We have changed the model based on your suggestions, and present a new summary figure that gives a better overview of the results. It also highlights the relationships and interactions between GRAS factors and their partners, and displays commonalities and important differences RAM and SAM.
Additional detail should be added. For example, the expression pattern of SCR and SCL23 seems not to overlap and yet these proteins are drawn in the same complex.
Regarding the expression patterns of SCR and SCL23, it's important to note that their expression does overlap in the primordia. This can be seen in Figure 5C-D' and Figure 5-FigSuppl1D, indicated by the arrowheads. In addition, we conclude that SCL23 protein is very mobile, which was already noted earlier by others when studying SCL23 function in the root system. We also found that while SCL23 promoter activity is confined to the organising centre of the SAM, the SCL23 fusion proteins are found in a much larger domain. We deduce from this observation (described in the text) that SCL23 protein can serve to communicate cell fate decisions between CZ and PZ.
The inclusion of SCL23 in the core complex with SHR and SCR is also inconsistent with LOF phenotypes reported as being additive (line 460).
We appreciate the opportunity to clarify these points. In our study, we have presented evidence for the interaction between SHR and SCR in the SAM. Because SHR, SCR and SCL23 proteins are all found in specific regions of the PZ, we deduce that protein complexes comprising SHR, SCR and SCL23 can form there. This is illustrated in Figure 5C-D' and Figure 5-FigSuppl1D (arrowheads).
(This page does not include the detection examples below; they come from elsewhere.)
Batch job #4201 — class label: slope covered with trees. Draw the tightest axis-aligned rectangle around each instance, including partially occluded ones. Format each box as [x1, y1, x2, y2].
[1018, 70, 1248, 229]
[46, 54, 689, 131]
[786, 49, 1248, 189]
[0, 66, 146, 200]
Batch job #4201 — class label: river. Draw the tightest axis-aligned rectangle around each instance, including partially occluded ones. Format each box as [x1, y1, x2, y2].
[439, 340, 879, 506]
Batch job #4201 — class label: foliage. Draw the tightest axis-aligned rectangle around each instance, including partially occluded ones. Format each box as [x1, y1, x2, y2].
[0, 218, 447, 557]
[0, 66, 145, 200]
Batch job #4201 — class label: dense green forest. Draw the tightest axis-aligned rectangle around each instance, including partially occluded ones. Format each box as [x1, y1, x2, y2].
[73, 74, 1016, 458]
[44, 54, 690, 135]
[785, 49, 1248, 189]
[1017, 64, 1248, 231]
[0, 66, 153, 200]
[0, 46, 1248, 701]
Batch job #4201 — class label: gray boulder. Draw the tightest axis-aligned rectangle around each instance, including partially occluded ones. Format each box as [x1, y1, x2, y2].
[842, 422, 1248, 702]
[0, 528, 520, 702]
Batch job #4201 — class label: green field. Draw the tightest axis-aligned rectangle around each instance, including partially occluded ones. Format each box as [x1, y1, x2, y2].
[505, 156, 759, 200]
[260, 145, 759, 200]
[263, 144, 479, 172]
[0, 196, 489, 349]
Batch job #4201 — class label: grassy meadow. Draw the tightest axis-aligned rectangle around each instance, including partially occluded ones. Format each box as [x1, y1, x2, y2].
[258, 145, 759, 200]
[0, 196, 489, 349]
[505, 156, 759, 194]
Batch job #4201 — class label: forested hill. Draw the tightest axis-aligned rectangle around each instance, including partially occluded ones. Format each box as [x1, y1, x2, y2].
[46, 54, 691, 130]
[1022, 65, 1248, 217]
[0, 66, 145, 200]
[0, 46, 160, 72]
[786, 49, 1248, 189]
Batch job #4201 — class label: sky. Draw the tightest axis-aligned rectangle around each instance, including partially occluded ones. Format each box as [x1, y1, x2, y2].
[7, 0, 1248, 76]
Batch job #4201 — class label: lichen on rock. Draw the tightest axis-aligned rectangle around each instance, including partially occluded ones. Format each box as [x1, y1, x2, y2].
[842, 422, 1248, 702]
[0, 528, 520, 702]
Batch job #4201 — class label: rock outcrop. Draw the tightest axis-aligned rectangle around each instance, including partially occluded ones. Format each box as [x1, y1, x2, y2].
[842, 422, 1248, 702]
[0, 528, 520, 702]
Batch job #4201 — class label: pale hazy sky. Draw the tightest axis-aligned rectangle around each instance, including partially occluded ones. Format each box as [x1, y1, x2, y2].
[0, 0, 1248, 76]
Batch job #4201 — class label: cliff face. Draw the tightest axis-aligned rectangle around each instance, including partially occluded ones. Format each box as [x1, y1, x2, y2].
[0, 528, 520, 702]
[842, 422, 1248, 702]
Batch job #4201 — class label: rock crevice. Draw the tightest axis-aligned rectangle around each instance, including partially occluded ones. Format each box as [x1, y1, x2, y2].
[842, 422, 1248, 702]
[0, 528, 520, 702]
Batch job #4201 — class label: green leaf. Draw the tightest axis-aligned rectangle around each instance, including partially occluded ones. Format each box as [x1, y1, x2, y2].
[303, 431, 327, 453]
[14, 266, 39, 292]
It has been shown previously that in RAM, SHR, SCR and SCL23 proteins can interact (Long et al., 2015a). In our manuscript, we have also taken into account the functional aspects of this complex. Our results indicate that SHR plays a pivotal role as the core component in this signaling pathway. This conclusion is supported by our demonstration that shr mutants exhibit epistatic effects over scl23 mutants in double mutant combinations, as shown in Figure 5-FigSuppl2A-H'. This observation aligns with similar findings presented by Yoon et al., 2016. We hope this clarifies this point!
Indicating which interactions are experimentally validated in the SAM and which are putative interactions, would avoid ambiguous interpretation. The authors could also add different shades for the domains where the protein moves so the reader can easily distinguish between transcriptional and translational expression.
We have incorporated distinct labeling to allow readers to easily differentiate between transcriptional and translational reporter lines, and therefore gene expression and presence of the (mobile) protein (Fig6).
3) Several issues need to be resolved with the JKD model. One reviewer notes that the SHR-SCR interaction seems to happen in different cells than the SCR-JKD interaction. Are representative images and/ or protein-protein imaging data that could support the conclusion of the authors that SHR-SCR-JKD are localized in the same cell type and that is where they interact? A second reviewer was not clear on the model for JKD influencing the SCR and SHR dimers and activities in the meristem.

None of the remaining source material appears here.